In differential dataflow, which lies in wait underneath Materialize, dataflow operators consume and produce updates: triples of (data, time, diff). The data is the data payload: the values in the columns of your individual records. The time is the logical timestamp at which the change should take effect. The diff is .. a signed integer let’s say, that says how the occurence count of data should change: positive numbers indicate additions, negative numbers indicate deletions. Each stream of updates describes a continually changing collection, whose contents can be determined at any time by accumulating up the appropriate updates.

The traditional (non-temporal) filter responds to (data, time, diff) triples by applying a predicate to data, and either dropping or retaining the triple based on what it sees. However, if we did that with a temporal predicate only at the moment we received the update, I guess using the current mz_logical_timestamp(), we wouldn’t do the right thing at all.
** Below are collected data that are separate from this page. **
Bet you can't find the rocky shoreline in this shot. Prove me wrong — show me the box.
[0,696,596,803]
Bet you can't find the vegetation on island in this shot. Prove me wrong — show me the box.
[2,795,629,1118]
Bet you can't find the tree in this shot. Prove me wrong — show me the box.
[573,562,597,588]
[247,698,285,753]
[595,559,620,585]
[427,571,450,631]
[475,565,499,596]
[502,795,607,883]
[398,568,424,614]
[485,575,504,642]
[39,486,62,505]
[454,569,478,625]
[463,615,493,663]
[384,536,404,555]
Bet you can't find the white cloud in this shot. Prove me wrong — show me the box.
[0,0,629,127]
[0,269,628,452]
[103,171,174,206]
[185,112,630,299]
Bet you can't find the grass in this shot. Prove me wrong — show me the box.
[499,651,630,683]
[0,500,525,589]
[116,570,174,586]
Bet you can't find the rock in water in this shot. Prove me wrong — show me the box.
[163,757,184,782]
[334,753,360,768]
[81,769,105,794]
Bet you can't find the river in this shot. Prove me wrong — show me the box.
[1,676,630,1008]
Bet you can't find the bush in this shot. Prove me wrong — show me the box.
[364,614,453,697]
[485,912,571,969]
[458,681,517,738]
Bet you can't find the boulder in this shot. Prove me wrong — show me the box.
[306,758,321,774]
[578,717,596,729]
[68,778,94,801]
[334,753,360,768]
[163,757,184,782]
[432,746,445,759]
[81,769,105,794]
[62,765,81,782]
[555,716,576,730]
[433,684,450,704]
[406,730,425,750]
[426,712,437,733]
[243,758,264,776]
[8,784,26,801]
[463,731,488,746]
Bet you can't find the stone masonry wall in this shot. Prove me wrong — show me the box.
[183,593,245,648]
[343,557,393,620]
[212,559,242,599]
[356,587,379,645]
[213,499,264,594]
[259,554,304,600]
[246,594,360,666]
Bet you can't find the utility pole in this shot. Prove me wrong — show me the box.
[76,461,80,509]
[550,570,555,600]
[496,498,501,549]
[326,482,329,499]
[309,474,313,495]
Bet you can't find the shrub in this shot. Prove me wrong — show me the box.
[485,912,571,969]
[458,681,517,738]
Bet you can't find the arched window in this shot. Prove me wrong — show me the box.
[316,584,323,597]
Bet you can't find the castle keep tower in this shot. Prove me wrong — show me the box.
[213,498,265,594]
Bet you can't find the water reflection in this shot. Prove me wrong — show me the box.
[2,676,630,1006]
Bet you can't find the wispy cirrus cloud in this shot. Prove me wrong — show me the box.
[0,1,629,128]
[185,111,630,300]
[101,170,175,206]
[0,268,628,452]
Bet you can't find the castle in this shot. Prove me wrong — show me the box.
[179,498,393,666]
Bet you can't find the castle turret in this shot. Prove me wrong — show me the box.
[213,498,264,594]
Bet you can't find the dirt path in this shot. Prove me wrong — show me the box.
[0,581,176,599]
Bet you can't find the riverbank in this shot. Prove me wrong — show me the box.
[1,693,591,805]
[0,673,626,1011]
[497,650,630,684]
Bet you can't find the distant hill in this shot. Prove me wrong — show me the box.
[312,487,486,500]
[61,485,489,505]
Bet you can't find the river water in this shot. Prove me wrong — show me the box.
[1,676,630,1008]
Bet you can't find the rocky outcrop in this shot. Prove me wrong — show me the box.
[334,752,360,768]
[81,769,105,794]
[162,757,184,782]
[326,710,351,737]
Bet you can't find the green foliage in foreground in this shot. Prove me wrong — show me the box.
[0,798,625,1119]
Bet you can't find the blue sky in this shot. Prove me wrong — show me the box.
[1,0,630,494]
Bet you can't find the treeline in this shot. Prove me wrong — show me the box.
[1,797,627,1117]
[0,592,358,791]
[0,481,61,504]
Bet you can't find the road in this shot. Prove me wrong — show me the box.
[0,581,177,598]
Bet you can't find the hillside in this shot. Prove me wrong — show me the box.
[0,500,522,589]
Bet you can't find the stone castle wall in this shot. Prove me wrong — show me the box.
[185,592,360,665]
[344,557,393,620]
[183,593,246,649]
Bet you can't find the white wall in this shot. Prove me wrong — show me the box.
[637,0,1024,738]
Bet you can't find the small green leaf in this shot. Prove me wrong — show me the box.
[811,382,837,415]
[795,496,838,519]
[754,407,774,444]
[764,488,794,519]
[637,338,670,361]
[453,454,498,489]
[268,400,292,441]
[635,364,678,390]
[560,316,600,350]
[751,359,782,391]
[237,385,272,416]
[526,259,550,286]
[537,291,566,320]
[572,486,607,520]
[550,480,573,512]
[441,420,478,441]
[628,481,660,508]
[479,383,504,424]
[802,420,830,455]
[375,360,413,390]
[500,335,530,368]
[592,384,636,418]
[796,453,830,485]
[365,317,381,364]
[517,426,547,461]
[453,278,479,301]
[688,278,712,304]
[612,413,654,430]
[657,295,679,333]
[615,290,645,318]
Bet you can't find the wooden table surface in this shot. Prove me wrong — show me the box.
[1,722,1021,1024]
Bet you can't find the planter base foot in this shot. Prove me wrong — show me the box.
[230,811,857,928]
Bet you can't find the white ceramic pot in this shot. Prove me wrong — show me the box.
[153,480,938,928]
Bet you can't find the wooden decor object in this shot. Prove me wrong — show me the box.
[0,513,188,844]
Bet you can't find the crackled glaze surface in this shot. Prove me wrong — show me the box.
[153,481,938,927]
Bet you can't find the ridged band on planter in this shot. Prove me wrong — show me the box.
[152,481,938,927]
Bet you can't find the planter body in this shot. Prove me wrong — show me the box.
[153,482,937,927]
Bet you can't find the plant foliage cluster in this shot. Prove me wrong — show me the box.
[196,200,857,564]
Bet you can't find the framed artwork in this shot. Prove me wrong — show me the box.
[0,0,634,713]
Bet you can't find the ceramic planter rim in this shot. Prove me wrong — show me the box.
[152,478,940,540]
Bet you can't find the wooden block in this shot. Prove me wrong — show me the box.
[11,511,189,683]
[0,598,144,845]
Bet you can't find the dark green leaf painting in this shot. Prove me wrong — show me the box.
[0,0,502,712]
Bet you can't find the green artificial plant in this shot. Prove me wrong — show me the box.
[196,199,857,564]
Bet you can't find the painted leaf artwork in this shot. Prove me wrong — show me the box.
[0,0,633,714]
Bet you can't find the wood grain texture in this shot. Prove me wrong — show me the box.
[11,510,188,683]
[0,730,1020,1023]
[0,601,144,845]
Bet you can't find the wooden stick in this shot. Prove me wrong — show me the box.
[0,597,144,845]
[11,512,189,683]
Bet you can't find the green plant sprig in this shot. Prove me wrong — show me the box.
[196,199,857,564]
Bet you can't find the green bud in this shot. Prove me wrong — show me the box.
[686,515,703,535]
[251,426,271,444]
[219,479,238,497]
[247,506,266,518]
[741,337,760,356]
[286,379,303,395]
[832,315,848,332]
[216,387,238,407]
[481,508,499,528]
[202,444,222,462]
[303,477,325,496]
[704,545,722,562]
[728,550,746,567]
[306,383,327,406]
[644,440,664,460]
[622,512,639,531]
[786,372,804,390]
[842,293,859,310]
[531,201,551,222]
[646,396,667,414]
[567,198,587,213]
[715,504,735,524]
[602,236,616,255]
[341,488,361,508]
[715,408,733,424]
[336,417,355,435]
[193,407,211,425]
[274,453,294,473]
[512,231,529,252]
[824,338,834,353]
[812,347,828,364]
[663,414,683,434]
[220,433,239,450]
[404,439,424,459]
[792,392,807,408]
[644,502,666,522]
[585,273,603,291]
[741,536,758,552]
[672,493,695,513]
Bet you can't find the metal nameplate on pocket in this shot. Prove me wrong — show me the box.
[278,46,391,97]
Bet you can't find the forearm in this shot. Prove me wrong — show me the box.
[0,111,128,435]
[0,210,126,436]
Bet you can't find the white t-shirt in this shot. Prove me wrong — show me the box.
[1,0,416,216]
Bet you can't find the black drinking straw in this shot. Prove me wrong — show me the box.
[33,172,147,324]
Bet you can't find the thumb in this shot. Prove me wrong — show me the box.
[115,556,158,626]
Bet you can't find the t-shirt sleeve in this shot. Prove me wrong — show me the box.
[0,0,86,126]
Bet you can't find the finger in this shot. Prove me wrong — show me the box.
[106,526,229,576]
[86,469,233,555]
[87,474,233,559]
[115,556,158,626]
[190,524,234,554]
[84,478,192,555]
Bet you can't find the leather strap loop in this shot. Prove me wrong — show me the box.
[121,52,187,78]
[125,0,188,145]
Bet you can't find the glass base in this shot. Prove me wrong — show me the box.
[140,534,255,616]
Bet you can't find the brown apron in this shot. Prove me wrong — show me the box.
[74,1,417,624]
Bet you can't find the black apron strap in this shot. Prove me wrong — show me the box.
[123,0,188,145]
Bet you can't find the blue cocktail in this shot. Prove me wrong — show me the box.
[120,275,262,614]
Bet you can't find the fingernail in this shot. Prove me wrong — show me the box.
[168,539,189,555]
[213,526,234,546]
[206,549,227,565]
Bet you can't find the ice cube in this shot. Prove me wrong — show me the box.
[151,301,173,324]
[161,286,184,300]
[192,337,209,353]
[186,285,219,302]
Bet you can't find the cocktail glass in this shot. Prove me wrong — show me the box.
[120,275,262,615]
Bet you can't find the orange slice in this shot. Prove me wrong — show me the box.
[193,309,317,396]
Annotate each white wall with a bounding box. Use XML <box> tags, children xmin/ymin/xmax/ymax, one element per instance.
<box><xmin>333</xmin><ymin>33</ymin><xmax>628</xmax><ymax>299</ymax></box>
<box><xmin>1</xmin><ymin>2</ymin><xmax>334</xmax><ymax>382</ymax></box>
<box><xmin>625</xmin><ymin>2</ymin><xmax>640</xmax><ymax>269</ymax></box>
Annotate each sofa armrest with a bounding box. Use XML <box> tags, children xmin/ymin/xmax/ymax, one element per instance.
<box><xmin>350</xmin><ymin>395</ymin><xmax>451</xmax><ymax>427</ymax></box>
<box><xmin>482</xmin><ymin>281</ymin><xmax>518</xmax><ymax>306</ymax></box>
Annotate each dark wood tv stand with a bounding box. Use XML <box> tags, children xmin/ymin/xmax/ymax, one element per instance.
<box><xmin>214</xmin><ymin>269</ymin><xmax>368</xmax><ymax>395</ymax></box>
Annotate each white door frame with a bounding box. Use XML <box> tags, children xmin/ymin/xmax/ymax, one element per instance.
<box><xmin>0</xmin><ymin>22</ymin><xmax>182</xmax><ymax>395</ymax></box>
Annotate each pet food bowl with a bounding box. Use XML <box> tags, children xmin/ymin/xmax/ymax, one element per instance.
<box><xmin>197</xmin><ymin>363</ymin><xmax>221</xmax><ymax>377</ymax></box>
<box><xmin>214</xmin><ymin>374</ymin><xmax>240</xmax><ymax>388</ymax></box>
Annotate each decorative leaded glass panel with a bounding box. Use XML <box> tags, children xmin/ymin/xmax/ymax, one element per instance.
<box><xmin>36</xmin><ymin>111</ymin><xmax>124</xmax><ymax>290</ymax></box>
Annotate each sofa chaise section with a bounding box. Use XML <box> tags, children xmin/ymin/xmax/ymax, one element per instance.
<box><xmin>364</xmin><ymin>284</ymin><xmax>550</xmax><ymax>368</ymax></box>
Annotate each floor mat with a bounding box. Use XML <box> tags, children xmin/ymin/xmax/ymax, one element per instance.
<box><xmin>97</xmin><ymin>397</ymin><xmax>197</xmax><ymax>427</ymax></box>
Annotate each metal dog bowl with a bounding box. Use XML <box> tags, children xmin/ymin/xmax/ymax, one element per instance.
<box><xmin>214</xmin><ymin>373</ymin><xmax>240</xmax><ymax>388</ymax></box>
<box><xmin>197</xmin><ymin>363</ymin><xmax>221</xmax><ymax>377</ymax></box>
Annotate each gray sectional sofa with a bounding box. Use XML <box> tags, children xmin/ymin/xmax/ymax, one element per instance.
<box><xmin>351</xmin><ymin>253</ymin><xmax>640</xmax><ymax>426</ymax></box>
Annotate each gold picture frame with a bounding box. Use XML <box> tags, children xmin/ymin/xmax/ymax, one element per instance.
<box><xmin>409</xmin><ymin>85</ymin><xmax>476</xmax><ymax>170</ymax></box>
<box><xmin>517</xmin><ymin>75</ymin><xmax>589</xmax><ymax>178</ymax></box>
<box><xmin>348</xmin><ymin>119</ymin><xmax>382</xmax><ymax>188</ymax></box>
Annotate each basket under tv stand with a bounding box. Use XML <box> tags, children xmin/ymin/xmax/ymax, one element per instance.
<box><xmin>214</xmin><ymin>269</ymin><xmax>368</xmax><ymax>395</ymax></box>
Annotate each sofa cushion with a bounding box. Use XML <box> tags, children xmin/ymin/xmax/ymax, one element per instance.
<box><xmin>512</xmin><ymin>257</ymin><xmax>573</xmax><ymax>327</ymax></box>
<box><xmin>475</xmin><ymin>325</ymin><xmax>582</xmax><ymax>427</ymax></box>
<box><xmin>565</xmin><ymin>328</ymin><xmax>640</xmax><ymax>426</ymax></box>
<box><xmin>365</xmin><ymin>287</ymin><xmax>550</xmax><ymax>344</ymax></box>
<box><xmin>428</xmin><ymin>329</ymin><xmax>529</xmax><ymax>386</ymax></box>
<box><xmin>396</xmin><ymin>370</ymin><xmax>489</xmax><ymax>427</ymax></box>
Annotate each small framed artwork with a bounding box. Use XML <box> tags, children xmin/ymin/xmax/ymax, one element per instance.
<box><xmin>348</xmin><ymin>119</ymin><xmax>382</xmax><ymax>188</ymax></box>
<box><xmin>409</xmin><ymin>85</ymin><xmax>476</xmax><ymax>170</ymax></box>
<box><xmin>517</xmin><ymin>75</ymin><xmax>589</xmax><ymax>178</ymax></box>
We might drop the record as being too early yet, oblivious to the fact that the record should re-appear in the future. Similarly, if the record should be removed in the future, evaluating the predicate now doesn’t have the right effect.

The temporal filter is somewhat less traditional than its non-temporal counterpart. Rather than drop or retain records right now, it will schedule the insertion and deletion of records in the future.

The temporal filter operator looks for predicates of the form

mz_logical_timestamp() CMP_OP EXPRESSION

where CMP_OP is a comparison operation other than != (i.e. the operators =, <, <=, >, >= and things like BETWEEN that reduce to them) and EXPRESSION is an expression that does not contain mz_logical_timestamp(). Roughly, the expression is a function of data, and once we evaluate it we get a bound on mz_logical_timestamp(). If we have several comparisons, we end up with bounds, maybe lower and maybe upper, which describe an interval of time.

An update (data, time, diff) normally takes effect at time and is in then effect indefinitely. However, we can narrow its range of time to [lower, upper) by transforming the input update into two output updates:

(data, max(time, lower), diff)
(data, upper, -diff)

This change delays the insertion of data until at least lower, and schedules its deletion at upper.

There are a variety of corner cases to double check, mostly around what to do if a bound is absent, or if they cross (you can write it; we need to make sure it doesn’t break). You’ll want to double check that the above makes sense when diff is negative (a deletion undoes the window its insertion would have introduced). We also need to update our query optimizer as filters can now do slightly weirder things than they could before, and it is less clear that you should use these filters e.g. to drive equi-join planning.

But actually, the above is basically the implementation. The whole file comes in at around 300 lines, and that’s with comments and a copyright header.

There are surely a lot more lines of code to write in response to all the issues you are about to file, but I’m looking forward to that!